Sean WillChene is the CEO and Founder of Shared Solar Advisors USA. He is based out of Minneapolis, MN.
As anyone who works in sales management knows, we are struggling with employees and contractors quitting before they see the benefits of the position. Like running on a treadmill, it can feel like a lot of work for your company to simply stay in place. I’ve mentored more than 200 people for my company and have seen all the different departure points for employees—that moment when they decide once and for all that “sales is not for them.”
Here are three pieces of advice on how to keep your commission-based employees from reaching that point of no return:
1. Admit it: Sales is not normal.
Working in sales is unusual because it asks that an employee constantly improve themselves. Career longevity in our industry requires patience, self-discipline and self-affirmation.
I’ve found that the idea of developing virtues for the sake of work makes employees feel nervous, as though this is an infringement on their freedom as individuals. My solution: Acknowledge it and get ahead of it.
Come up with the core values that are essential to succeeding in your company, and have one-on-ones with new hires where you review those values and acknowledge that “This is not a normal job. We’re going to ask you to push yourself, even when times feel tough. Are you OK with this?” Framed in the positive, deliberate light of self-improvement, you’ll find that most new employees are excited to make changes in order to grow.
2. Don’t tell them what’s possible—show them.
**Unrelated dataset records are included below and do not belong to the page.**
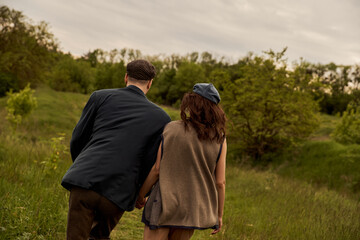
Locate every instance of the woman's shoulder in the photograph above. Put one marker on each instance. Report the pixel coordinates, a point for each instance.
(173, 125)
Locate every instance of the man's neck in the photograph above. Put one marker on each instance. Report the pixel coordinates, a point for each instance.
(141, 87)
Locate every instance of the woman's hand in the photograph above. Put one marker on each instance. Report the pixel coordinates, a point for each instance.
(220, 225)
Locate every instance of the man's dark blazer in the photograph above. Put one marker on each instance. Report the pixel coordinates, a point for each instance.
(115, 143)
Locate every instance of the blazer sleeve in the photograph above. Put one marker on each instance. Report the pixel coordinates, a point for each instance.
(83, 129)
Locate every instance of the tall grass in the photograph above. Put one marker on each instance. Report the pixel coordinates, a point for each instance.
(259, 205)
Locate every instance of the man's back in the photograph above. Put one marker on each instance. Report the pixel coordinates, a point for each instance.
(114, 144)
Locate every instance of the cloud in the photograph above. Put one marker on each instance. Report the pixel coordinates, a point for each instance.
(319, 31)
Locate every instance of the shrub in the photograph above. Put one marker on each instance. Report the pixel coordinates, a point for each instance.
(267, 111)
(20, 105)
(348, 130)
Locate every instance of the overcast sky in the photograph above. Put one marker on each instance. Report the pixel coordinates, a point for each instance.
(317, 30)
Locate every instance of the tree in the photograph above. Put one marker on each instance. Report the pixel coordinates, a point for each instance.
(72, 75)
(20, 105)
(265, 107)
(110, 75)
(348, 129)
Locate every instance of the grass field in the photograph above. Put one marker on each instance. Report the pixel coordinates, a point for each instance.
(309, 194)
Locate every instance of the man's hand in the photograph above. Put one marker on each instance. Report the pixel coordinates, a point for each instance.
(220, 225)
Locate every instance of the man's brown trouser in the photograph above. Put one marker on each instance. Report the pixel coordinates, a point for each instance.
(91, 216)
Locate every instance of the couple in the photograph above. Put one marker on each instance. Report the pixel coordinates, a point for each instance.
(125, 147)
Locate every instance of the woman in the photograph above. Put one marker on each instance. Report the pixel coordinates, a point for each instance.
(190, 167)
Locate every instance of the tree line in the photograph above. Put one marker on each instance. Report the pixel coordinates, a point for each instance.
(270, 103)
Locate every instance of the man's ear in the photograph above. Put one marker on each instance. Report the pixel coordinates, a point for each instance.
(149, 84)
(126, 79)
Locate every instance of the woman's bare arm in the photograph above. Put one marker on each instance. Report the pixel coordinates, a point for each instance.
(150, 180)
(220, 184)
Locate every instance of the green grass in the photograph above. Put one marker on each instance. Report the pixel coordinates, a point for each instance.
(292, 203)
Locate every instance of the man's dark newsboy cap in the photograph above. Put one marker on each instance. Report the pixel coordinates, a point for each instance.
(207, 90)
(140, 70)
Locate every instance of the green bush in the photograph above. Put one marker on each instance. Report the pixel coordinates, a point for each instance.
(70, 75)
(348, 130)
(20, 105)
(267, 111)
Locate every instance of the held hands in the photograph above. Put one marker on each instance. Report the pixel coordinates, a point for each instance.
(220, 225)
(140, 202)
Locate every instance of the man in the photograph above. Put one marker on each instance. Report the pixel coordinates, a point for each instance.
(113, 148)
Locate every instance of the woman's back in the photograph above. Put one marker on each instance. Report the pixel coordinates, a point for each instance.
(187, 178)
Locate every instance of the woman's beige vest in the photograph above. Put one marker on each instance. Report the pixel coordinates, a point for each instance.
(187, 179)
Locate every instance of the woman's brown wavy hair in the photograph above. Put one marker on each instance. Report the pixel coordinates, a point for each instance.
(207, 118)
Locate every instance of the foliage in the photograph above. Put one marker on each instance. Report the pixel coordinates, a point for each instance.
(259, 204)
(110, 75)
(26, 50)
(20, 105)
(58, 149)
(72, 75)
(265, 108)
(348, 129)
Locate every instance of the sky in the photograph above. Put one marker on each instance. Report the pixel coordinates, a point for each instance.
(319, 31)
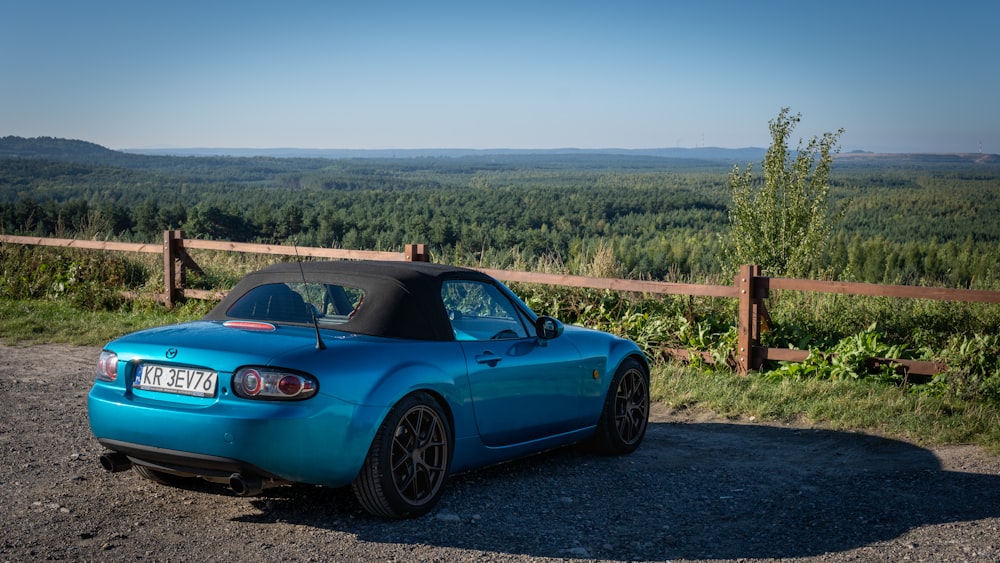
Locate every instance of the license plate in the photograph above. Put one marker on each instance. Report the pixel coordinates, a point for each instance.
(174, 379)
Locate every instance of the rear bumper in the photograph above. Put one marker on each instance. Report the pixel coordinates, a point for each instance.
(176, 461)
(321, 441)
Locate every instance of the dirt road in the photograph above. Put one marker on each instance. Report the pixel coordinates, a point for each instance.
(699, 489)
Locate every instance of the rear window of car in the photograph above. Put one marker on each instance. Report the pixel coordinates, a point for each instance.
(299, 303)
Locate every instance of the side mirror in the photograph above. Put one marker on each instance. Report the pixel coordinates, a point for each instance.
(547, 328)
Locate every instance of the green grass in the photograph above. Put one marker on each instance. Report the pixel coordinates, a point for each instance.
(865, 405)
(26, 322)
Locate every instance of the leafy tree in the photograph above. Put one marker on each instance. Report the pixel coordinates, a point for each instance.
(783, 223)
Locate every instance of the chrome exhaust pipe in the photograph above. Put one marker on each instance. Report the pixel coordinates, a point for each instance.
(245, 486)
(115, 462)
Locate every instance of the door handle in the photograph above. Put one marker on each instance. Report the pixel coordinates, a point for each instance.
(488, 358)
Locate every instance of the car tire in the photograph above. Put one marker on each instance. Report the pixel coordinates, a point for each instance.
(625, 416)
(407, 464)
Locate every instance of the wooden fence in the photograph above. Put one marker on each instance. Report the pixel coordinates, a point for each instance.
(750, 287)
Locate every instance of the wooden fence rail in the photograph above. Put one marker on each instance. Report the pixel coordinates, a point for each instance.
(750, 287)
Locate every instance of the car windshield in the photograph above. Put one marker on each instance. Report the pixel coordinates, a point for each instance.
(298, 302)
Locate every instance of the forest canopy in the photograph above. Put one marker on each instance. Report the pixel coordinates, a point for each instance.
(905, 218)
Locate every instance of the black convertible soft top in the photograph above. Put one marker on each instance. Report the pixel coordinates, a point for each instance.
(402, 299)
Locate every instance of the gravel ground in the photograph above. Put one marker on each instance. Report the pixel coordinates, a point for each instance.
(699, 489)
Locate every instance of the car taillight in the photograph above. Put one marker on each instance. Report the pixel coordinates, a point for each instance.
(261, 383)
(107, 366)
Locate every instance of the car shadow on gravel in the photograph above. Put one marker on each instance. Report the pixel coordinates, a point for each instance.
(692, 491)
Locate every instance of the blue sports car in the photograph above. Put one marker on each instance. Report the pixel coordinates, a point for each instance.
(385, 376)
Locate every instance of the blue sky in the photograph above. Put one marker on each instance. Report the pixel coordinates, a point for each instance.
(897, 76)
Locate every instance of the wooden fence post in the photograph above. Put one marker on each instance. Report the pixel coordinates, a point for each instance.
(748, 319)
(170, 270)
(416, 253)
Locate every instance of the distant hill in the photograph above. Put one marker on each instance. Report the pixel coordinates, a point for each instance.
(705, 153)
(53, 149)
(68, 150)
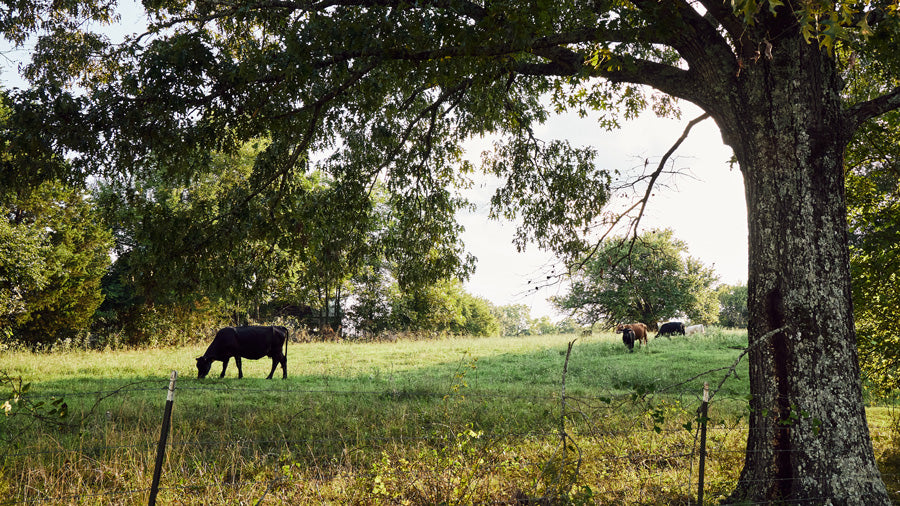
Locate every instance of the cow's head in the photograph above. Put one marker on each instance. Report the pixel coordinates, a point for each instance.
(203, 365)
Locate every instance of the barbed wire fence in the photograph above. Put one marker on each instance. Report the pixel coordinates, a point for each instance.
(637, 464)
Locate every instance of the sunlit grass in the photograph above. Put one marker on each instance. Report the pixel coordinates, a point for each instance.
(455, 421)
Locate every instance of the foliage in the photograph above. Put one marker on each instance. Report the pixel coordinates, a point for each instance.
(387, 93)
(873, 198)
(732, 305)
(514, 319)
(64, 256)
(648, 280)
(18, 403)
(443, 307)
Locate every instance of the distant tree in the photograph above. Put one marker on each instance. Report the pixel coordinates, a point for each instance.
(22, 271)
(480, 320)
(62, 289)
(732, 305)
(398, 86)
(515, 319)
(569, 325)
(543, 326)
(648, 280)
(437, 308)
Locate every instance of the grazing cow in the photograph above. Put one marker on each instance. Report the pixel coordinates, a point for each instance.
(245, 342)
(639, 329)
(670, 328)
(628, 338)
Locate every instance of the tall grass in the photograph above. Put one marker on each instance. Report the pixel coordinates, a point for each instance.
(453, 421)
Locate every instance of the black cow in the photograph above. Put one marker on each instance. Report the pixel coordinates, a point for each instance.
(670, 328)
(245, 342)
(628, 338)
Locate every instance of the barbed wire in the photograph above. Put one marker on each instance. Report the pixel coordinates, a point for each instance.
(612, 400)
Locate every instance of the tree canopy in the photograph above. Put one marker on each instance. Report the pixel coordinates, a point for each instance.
(649, 280)
(386, 92)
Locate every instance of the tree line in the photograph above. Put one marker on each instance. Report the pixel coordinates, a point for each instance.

I recently met with a new sales hire to train him on how to succeed at door-to-door sales. I told him he would spend the first part of the day shadowing me while I knocked on doors. When I gestured for him to follow me, he paused and said he had to wait for the CEO to arrive first, as he was supposed to meet with him. When I told him I was the CEO, he was so surprised that we both started laughing.
Of the 50 salespeople in my company, across five different states, I have personally gone door-knocking with almost all of them. Why? Because if you just tell people what their sales quota should be, you leave room for doubt. Doubt works against a sales representative’s task of cultivating strong core values and growing as a worker. But if you go out and hit those sales goals with them—better yet, if you personally blow the daily sales quota out of the water—there’s less room for doubt to get in a new sales agent’s way.
3. Check in daily, but don’t baby anyone.
How are you checking in with your employees? Weekly? Monthly? Once they fall below a certain quota?
Let me offer this instead: Check in every single day. When you check in, speak from your core values, not from your anxiety (if your struggling employee who is dealing with their own anxiety picks up on your anxiety about their production, they’re as good as gone).
Checking in from the perspective of your core values will also keep you from “babying” anyone and help in establishing healthy boundaries about what is and is not acceptable. I often find myself writing things like, “I know things are not going well personally for you this week, but I need to be able to rely on your communication,” especially to younger folks who are new to the workforce.
Sales is hard. Making a career in sales can be even harder. Our job as sales managers is not to keep our representatives from having their “dark nights of the soul” but to make sure there’s enough positive infrastructure in place so they can move on and say, “There’s always tomorrow morning.”